I have a multi-page Dash app, however my focus is just on one of the child apps. I’m looking for the best way to fetch data from an API once every hour and make it available to all users on the server who visit one specific child app. Ideally each user would not have to execute the data fetch routine each time they hit the app for the first time in a session.
If I use a dcc.Interval along with dcc.Store within the app, will the scope of that stored data be unique to each user (browser), or will it be accessible to all users on the server?
If you store the data in a dcc.Store it will only be available for the user to whom the store belongs as the store data is saved in the user’s browser.
When a callback activates, the browser will collect all the required info, as you defined it in the callback inputs and states, and send that info to the server. The server will then execute the function associated with the callback, given the input data that the browser provided.
Whatever the callback function returns is send back to the browser, and the browser updates the components defined in the callback outputs with the new data.
This is the stateless design of Dash and no data is stored on the server.
If you want to store data in a way that it is available to all users, you need to use a storage place that your app can access. This can be a database or S3 bucket (or similar). You can then create a function that will retrieve the data from the storage location and when the timestamp on the data is older than 1 hour make an api call to update the data and store it back in the central location.
Depending on how many workers your server consists of, you could also try a global variable in your Python code. As long as the server remains live, this can work. Note that if you have multiple workers, each worker will get its own Python instance, and this approach will not work, as setting the variable in one instance will not be reflected in other instances.
My workflow involves making an API call and getting back a small amount of data. I’d like this data to be stored in cache for all users for 2 hours. The app will read the data from cache and make a couple of charts.
It’s not immediately obvious to me how to achieve that with Background Callback Caching since I want to store the data itself, not an element in the layout.
I think you will not be able to circumvent external infrastructure, because you will need to store that information somewhere. Of course, this depends on your server infrastructure. If you have a server that has multiple workers, each worker will have its own associated disk space.
Workers usually cannot access each other’s disk space, so there is no natural way of sharing information between the workers. The only option here is using an external storage space. This is also said on the background callback caching help page:
In all container-based deployment environments (including Dash Enterprise and Heroku), the filesystem is ephemeral, meaning it is only associated with the container. The cache in an ephemeral filesystem is not persisted across deploys or restarts and isn’t shared between multiple replicas of the container. These are a few of the reasons why DiskCache is not suitable for production.

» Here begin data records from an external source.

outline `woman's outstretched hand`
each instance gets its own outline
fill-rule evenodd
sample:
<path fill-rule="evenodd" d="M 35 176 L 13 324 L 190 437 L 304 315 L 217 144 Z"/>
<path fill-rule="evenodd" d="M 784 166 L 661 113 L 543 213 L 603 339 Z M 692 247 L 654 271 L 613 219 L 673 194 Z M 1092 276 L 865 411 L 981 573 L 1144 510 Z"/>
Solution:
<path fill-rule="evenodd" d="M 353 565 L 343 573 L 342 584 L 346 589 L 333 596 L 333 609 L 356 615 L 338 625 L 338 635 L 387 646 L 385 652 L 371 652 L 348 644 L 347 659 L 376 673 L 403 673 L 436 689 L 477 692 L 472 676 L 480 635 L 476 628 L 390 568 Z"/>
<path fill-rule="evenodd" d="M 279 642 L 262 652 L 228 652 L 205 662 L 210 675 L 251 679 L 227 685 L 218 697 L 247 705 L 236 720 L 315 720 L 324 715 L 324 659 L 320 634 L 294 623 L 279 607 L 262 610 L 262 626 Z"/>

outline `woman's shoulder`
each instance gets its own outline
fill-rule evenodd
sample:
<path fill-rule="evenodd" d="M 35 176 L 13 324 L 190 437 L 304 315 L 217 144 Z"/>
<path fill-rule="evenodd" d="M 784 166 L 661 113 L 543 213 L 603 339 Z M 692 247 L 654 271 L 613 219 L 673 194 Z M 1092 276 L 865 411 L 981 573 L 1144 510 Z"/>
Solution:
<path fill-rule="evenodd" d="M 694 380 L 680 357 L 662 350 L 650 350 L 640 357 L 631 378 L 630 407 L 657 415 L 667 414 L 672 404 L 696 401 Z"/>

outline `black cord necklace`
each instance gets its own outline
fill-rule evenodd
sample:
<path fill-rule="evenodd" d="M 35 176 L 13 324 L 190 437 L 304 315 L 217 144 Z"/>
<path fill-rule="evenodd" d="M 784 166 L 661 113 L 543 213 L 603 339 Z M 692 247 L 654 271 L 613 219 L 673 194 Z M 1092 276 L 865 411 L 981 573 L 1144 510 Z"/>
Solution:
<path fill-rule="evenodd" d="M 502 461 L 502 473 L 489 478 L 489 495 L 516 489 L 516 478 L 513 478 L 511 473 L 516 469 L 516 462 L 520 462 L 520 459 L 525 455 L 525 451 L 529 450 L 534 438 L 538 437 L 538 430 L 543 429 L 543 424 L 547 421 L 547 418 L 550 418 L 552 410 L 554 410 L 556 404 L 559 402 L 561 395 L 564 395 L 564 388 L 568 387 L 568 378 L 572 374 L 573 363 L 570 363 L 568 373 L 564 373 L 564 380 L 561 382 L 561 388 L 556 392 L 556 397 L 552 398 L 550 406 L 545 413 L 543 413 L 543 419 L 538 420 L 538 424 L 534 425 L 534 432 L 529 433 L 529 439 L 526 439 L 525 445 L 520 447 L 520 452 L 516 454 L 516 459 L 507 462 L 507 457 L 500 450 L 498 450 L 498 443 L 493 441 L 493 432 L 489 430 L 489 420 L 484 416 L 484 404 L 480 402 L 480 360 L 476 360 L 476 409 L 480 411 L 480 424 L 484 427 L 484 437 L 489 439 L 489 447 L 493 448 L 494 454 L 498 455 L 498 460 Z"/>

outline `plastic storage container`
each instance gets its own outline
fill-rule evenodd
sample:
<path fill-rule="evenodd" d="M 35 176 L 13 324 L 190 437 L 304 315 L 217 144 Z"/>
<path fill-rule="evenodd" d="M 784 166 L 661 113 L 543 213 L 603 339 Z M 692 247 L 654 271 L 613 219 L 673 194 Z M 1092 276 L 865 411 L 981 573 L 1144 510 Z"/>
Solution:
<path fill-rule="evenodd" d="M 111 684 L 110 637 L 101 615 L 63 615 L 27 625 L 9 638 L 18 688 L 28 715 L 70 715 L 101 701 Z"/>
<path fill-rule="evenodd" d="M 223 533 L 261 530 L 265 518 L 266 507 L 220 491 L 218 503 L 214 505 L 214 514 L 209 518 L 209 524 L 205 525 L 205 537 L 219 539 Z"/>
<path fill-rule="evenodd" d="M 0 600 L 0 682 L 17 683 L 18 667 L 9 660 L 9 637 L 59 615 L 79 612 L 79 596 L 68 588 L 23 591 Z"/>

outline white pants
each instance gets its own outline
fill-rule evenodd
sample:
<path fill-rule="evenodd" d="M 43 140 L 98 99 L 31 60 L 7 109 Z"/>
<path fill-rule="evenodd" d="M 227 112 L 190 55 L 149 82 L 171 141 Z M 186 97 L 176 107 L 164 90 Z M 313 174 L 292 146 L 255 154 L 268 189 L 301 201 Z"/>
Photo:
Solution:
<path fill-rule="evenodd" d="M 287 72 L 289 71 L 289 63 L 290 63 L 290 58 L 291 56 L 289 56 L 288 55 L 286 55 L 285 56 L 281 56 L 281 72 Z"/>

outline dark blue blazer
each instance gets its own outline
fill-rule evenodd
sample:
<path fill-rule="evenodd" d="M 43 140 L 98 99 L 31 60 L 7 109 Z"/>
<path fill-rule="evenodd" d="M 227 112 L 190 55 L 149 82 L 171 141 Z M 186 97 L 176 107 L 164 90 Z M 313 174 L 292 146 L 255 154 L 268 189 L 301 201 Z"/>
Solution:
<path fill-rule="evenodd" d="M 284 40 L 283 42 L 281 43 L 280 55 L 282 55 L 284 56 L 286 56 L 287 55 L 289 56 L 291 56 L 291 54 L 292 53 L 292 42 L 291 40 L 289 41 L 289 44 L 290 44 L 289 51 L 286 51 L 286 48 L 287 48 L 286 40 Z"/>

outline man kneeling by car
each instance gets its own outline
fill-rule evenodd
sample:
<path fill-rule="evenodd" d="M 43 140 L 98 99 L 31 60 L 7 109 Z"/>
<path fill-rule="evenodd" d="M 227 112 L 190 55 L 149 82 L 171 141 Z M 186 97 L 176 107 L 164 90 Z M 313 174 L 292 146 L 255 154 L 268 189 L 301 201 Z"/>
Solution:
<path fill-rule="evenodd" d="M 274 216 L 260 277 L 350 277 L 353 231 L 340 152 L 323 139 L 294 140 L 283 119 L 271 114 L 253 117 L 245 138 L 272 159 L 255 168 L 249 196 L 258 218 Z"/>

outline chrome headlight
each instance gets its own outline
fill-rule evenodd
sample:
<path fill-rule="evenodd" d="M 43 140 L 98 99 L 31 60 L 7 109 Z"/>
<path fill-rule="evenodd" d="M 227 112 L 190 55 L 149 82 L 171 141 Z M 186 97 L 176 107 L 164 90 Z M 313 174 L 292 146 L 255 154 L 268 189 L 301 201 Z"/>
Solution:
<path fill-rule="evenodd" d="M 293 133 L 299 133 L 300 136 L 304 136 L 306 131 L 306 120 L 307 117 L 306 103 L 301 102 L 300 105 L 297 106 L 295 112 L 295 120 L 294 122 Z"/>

I have no experience with using both options you presented, so cannot comment very much on either of them. But in the end it will all be the same: find some external place where you store the info, have the callback fetch from there first and only when the info is old enough, fetch from the API again.
Perhaps as an in-between alternative (depending on how many workers your server has): You could try the global variable approach, i.e. you will store the data in memory of each instance. When a callback needs the cache info, it will check the state of the global variable in the instance in which it is running. You will get an API call per worker per 2 hours, so if the number of workers is limited, the number of API calls is limited per 2 hours (but most likely more than 1 time, the optimal).
This approach doesn’t require any additional infrastructure, at the cost of a little bit more API calls, but still less that it would be if the API had to be called every time. Plus, this has the benefit that you access the information from memory and you don’t have the delay for accessing the external data store.